通过 fed-batch 培养与 pH 变换控制策略的整合，利用代谢工程化的詹氏丙酸杆菌从甘油生产丙酸。

Improved propionic acid production from glycerol with metabolically engineered Propionibacterium jensenii by integrating fed-batch culture with a pH-shift control strategy.

机构信息

Key Laboratory of Carbohydrate Chemistry and Biotechnology, Ministry of Education, Jiangnan University, Wuxi 214122, China; Key Laboratory of Industrial Biotechnology, Ministry of Education, Jiangnan University, Wuxi 214122, China; Synergetic Innovation Center of Food Safety and Nutrition, Wuxi 214122, China.

School of Chemical and Biomolecular Engineering, Georgia Institute of Technology, Atlanta 30332, USA.

出版信息

Bioresour Technol. 2014;152:519-25. doi: 10.1016/j.biortech.2013.11.063. Epub 2013 Nov 28.
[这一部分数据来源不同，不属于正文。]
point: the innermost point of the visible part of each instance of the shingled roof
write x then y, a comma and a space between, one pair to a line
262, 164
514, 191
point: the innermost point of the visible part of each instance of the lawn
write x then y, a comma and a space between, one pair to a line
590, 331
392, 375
DOI:10.1016/j.biortech.2013.11.063

PMID:24333145

Abstract

Propionic acid (PA) production with metabolically engineered Propionibacterium jensenii (pZGX04-gldA) was improved by integrating fed-batch culture with a two-stage pH control strategy in a 3-L fermenter. The following two-stage pH control strategy was used: the pH was controlled at 5.9 for 0-36 h and shifted to 6.5 after 36 h. The PA titer was increased to 21.43 g/L. On the basis of pH control, the influence of fed-batch culture on PA production was further investigated and the maximum PA production (34.62 g/L) was obtained when glycerol was fed at a constant rate of 3.33 mL/h from 60 to 132 h with an initial glycerol concentration of 25 g/L. Crude glycerol was then used to produce PA using the optimized strategies, and maximal PA production reached 37.26 g/L. The strategies may be useful for the production of PA by other propionibacteria species.

摘要

利用代谢工程化的丙酸棒杆菌（pZGX04-gldA）进行丙酸生产，通过在 3-L 发酵罐中整合分批培养和两段 pH 控制策略来提高生产效率。采用以下两段 pH 控制策略：在 0-36 h 时将 pH 控制在 5.9，36 h 后将 pH 调至 6.5。丙酸产量提高到 21.43 g/L。在 pH 控制的基础上，进一步研究了分批补料培养对丙酸生产的影响，当在 60-132 h 期间以 3.33 mL/h 的恒定速率补加甘油，初始甘油浓度为 25 g/L 时，丙酸产量最高（34.62 g/L）。然后使用优化的策略利用粗甘油生产丙酸，最高丙酸产量达到 37.26 g/L。这些策略可能对其他丙酸棒杆菌属的丙酸生产有用。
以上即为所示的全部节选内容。